On Tuesday afternoon, the "10 in 10: the world through the eyes of a girl" street art exhibition in the Esplanade of the European Parliament opened in the presence of various activists and members of the EU institutions.
“This art exhibition has a dream. I have a dream, and I believe that if we all come together we can really change the world. Little by little. It just takes one of us to start changing the one next to us," said Sofia (23) during the opening.

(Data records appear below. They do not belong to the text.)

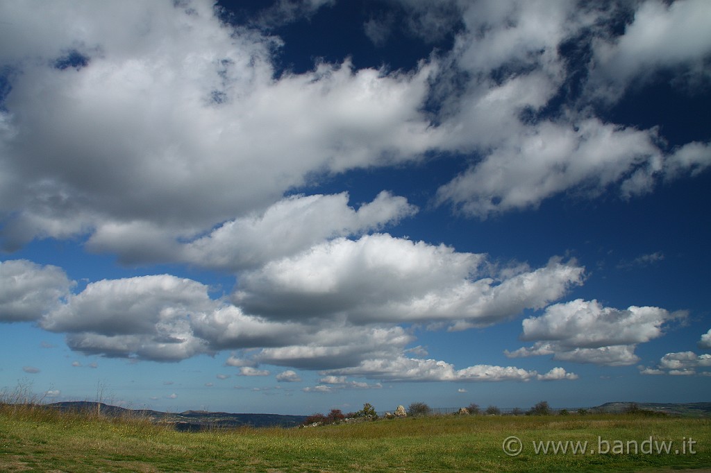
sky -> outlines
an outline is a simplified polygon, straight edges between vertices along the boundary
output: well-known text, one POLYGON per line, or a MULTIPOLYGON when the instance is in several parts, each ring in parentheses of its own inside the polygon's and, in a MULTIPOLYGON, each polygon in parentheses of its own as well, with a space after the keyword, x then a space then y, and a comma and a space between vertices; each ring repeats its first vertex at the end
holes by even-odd
POLYGON ((0 2, 0 388, 708 401, 711 4, 0 2))

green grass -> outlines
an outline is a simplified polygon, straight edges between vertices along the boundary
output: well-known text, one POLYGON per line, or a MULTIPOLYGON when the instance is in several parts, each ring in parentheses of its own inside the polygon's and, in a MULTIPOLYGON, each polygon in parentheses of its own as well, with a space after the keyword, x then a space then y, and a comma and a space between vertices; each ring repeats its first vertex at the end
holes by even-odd
POLYGON ((626 415, 443 416, 180 433, 141 418, 0 406, 0 471, 670 471, 711 466, 711 420, 626 415), (518 436, 523 451, 502 450, 518 436), (673 440, 670 455, 535 455, 533 441, 673 440), (683 437, 695 455, 674 455, 683 437))

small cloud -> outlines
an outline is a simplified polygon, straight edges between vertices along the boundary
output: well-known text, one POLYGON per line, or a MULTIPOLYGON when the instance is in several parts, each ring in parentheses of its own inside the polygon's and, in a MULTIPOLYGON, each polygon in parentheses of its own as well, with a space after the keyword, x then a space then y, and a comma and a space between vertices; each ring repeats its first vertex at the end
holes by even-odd
POLYGON ((301 379, 299 377, 296 371, 287 369, 277 375, 277 381, 280 383, 299 383, 301 381, 301 379))
POLYGON ((664 371, 661 369, 656 369, 655 368, 647 368, 646 366, 638 366, 639 374, 646 375, 658 375, 658 374, 666 374, 664 371))
POLYGON ((237 368, 241 368, 242 366, 253 367, 257 366, 257 364, 250 359, 237 358, 237 357, 230 357, 227 359, 227 361, 225 361, 225 366, 236 366, 237 368))
POLYGON ((656 251, 650 254, 643 254, 637 256, 631 261, 621 261, 618 263, 618 269, 631 269, 633 268, 646 268, 664 259, 664 254, 656 251))
POLYGON ((416 357, 427 357, 429 354, 427 348, 422 347, 422 345, 417 345, 417 347, 413 347, 412 348, 408 348, 405 351, 405 352, 411 353, 416 357))
POLYGON ((240 376, 268 376, 269 374, 266 369, 257 369, 251 366, 242 366, 240 369, 240 376))
POLYGON ((319 384, 319 386, 304 388, 301 391, 304 393, 333 393, 336 389, 333 386, 319 384))
POLYGON ((566 373, 565 368, 553 368, 545 374, 539 374, 537 376, 539 381, 557 381, 559 379, 577 379, 578 376, 574 373, 566 373))

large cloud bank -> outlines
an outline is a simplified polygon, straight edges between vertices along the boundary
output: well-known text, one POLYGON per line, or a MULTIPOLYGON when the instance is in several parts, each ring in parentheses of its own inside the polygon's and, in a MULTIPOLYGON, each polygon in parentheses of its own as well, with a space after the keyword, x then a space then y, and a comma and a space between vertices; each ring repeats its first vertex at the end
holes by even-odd
MULTIPOLYGON (((707 87, 709 4, 400 0, 416 34, 456 25, 452 49, 407 71, 346 60, 277 73, 282 40, 269 25, 331 3, 279 2, 251 26, 225 23, 207 1, 0 4, 3 246, 80 237, 124 263, 237 278, 220 300, 170 275, 72 293, 60 268, 6 261, 0 320, 33 321, 109 357, 257 349, 245 374, 263 363, 393 380, 574 378, 406 354, 405 324, 464 330, 547 307, 524 321, 535 344, 510 356, 636 362, 635 346, 682 315, 548 307, 583 283, 574 261, 498 270, 484 254, 388 234, 419 210, 387 190, 362 203, 292 191, 461 153, 469 165, 432 203, 486 219, 566 192, 631 198, 700 172, 708 143, 670 146, 656 128, 597 111, 658 72, 675 71, 690 93, 707 87)), ((391 26, 374 19, 364 31, 382 43, 391 26)))

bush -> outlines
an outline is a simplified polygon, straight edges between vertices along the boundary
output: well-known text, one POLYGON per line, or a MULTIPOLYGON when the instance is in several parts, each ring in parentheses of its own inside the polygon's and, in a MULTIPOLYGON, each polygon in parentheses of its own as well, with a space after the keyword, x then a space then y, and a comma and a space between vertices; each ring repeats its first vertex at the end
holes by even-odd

The '10 in 10' exhibition kickstarts a series of activities for the young activists and advocates, who are in Brussels for one week to meet with EU leaders and share their views on the EU’s global role in gender equality and the rights of children and youth.
(continues below photos)
Young advocates from around the world joined NGOs and EU institutions for the inauguration. "In many societies, the word of a man is law,” said Nyasha (21) from Zimbabwe. "If they tell you to not go to school, you do not go to school. If they tell you to get married, you get married. But is this the life you want for a girl to live?”
Speeches were also given by European Commission Vice-President Dubravka Šuica, European Parliament Vice-President Eva Kaili, Ambassador for Gender and Diversity at the European External Action Service Stella Ronner Grubačić, and European Commission DG INTPA G Unit Acting Director Chiara Adamo.
"You can count on us to be your trusted allies," said Šuica, while Adamo drew attention to the composition of the crowd: "I am very happy to see so many women and girls here today. But also so many boys and men. This is about human rights.”
- Tenth International Day of the Girl: Societal events slowing progress of rights
- Half of Belgian girls do not feel heard by politicians
- Average of ten rapes reported per day, highlighting urgent need for care centres
Five artists worked with the European Week of Action for Girls (EWAG) coalition and created a series of illustrations showing the world through the eyes of a child ten years from now if girls’ rights were fully respected. "Great human accomplishments start as a dream, they start as utopia," said Hajar (20).
The basis of the discussions is the EWAG Youth Manifesto, a document that outlines priority areas for progress on girls’ rights and focuses on five priorities: demanding equal political and civic participation, fully respecting sexual and reproductive health and rights (SRHR), eradicating harmful gender norms and stereotypes, pushing for youth economic empowerment, and guaranteeing safe and quality education for all.
The street art exhibition is open until Thursday 13 October.